Average % GDP Growth (Source: World Bank)

So what can be done to restart growth in the UK?

It has been argued for some time that the UK needs to renew its economy with a focus on developing business utilising advanced technology, high value manufacturing and related services. The past 30 years we have seen a rapid increase in the number of high tech start ups in many advanced economies, particularly those spun out from academic institutions. The UK has achieved considerable success here, with Cambridge, Oxford, and Imperial College second, third and fourth respectively in the world in terms of the number of deals in their spin-outs between 2013 and 2017 and a fivefold increase in investment into spinouts from 2014 to 2021 according to a government report. Analysis by Universities UK (UUK) echoed in a House of Lords Communications and Digital Committee report has highlighted the problem that the UK risks becoming an incubator economy in which promising technology developed in the UK are acquired and taken abroad, an issue that we highlighted back in 2020 in an article for Research Fortnight. The previous government sought to make the UK a science superpower which seemed to put more of an emphasis on science than on business. Science is not the fundamental issue - the UK continues to punch above its weight in terms of academic publications. The problem is a failure to convert this science base into scalable business.

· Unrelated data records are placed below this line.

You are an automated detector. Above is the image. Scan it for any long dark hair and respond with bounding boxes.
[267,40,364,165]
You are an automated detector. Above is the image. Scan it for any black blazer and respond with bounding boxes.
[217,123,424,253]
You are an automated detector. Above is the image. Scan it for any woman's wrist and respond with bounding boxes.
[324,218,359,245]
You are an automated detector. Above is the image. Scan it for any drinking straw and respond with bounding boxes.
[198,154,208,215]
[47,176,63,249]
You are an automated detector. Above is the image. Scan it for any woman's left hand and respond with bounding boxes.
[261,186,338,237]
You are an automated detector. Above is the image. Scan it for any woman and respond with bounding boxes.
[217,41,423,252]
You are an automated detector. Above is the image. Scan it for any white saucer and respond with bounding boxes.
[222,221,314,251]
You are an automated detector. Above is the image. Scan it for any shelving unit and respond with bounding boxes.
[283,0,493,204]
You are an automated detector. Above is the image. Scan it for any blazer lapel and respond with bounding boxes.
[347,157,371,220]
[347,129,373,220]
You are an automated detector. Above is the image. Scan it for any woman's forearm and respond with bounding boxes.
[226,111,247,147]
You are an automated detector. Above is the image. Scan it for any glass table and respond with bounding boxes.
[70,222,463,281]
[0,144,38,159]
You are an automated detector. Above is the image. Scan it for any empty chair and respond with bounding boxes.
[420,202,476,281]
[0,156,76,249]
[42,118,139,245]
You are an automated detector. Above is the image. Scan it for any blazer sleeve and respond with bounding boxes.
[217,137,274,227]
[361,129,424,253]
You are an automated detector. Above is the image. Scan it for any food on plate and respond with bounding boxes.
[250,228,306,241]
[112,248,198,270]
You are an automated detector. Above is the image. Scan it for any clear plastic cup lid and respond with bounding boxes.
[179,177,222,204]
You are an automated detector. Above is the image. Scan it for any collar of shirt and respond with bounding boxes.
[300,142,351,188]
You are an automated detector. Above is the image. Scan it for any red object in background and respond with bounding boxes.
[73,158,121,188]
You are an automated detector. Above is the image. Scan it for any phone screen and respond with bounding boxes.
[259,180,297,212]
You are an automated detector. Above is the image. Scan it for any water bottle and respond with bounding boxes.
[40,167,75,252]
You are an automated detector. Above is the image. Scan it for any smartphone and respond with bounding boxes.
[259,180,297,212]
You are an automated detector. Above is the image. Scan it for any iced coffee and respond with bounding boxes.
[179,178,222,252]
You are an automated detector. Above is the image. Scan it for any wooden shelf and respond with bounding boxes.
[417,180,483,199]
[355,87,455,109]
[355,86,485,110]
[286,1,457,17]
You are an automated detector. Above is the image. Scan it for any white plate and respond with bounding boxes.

The UK desperately needs a new approach to address the decline in productivity and increase economic growth. Back in 2023 we set out our thoughts in a paper entitled Blueprint for a UK Industrial Strategy in which we argued that the innovation ecosystems needs to be considered in 3 layers:

  • A macro level which considers on economy at the national or international levels, focusing on broad measures of economic activity such as GDP, inflation, interest rates, trade balances, employment levels, fiscal and monetary policy. The level includes objectives such the UK's target to reach net zero emissions by 2050 and to raise R&D investment to 3% of GDP by 2035.
  • A meso level that focusses on the interaction between firms, institutions, and infrastructure within specific domains, regions and market spaces. This includes the activities of regional clusters and innovation hubs. This is a key area of focus for the R&D Society with our programmes in Life Science Commercialisation and Emerging Technologies in the Defence sector.
  • A micro level that focuses on firms, individuals and institutions and the action of individual buyers and sellers responding to market signals to set production and distribution of effort. Activities to improve performance here include programs to upskill employees, finance support for SME, or employer-led training initiatives.

We have argued that historically, insufficient consideration has been given to the meso level and this should focus on selected market spaces where we can compete globally rather than thinking in terms of traditional industry sectors. Furthermore, building on the Triple Chasm Model we recognise the need for the commercialisation journey to cross three distinct hurdles or chasms:

  • Chasm I: Prototype creation
  • Chasm II: Translation of prototype to commercial product
  • Chasm III: Scale-up of product

We continue to focus a significant part of our effort around chasm II which we feel has been neglected in previous government policy. We are also exploring how the meso and macro layer can be best linked in innovation policies, which will be the topic of a future blog in this series.

We look forward to seeing the UK government plans when published in the white paper. We will then both seek to challenge the approach where we see weaknesses but also offer support as a voice for UK S&T innovation enabled companies, to ensure the ambitions for growth have the best chance of being realised.